Departments & Programs
African American & African Diaspora Studies
Major in African American and African Diaspora Studies
PurposeThe major prepares students for a variety of professional careers or for graduate study. Students planning to enter the workforce immediately after graduation may wish to select a double major. AAADS graduates enjoy careers in medicine, theatre and drama, music composition, and information science.
Students must complete a minimum of 30 credit hours of undergraduate course work selected from the department’s three concentration areas: (1) arts, (2) literature, and (3) history, culture, and social issues. Not more than 6 credit hours at the 100 level and not more than 9 credit hours at the 200 level can be counted toward the major. At the time of admission to the department, each student and the undergraduate advisor together plan an individualized program of study, including the selection of a major concentration area.
Majors must complete the following:
- A355 or A356 (history).
- A379 or A380 (literature).
- 12 credit hours in one African American and African Diaspora Studies concentration area (A355 or A356 and A379 or A380 may be included).
- 6 credit hours in each of the other two concentration areas (A355 or A356 and A379 or A380 may be included).
- A493 Senior Seminar in African American Studies.

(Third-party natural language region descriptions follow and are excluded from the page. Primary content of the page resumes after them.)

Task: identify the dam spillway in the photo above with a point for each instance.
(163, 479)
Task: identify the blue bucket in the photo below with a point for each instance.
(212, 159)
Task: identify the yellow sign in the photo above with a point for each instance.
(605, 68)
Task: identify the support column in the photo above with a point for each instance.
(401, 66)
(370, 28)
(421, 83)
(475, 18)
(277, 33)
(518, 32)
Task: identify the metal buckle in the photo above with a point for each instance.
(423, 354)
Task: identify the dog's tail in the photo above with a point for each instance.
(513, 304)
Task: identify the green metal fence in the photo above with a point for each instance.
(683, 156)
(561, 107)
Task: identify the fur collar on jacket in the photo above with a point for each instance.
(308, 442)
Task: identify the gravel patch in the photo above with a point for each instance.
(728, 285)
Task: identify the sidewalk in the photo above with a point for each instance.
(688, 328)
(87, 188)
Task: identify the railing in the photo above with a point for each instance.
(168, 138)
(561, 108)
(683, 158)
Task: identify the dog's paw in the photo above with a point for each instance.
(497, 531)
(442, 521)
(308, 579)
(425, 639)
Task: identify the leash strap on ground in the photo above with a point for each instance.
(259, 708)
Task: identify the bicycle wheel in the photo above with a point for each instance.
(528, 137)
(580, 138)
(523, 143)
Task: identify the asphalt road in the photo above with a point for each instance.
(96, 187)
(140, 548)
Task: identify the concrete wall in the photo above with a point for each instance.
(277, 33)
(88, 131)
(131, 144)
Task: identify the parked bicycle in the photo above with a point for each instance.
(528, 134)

Students must also complete the degree requirements of the College of Arts and Sciences.
During the freshman and sophomore years, students should take African American and African Diaspora Studies A131, A132, or A150, which carry Breadth of Inquiry credit for Arts and Humanities. A131 and A132 do not count toward the major or minor in African American and African Diaspora Studies.
Students who plan to have a double major should make this decision as early as possible so that course selections in African American and African Diaspora Studies and the second major can be closely coordinated.
Majors in journalism, telecommunications, business, public and environmental affairs, pre-law, social work, education, and many other disciplines have found African American and African Diaspora Studies courses to be useful, interesting, and important to their chosen fields.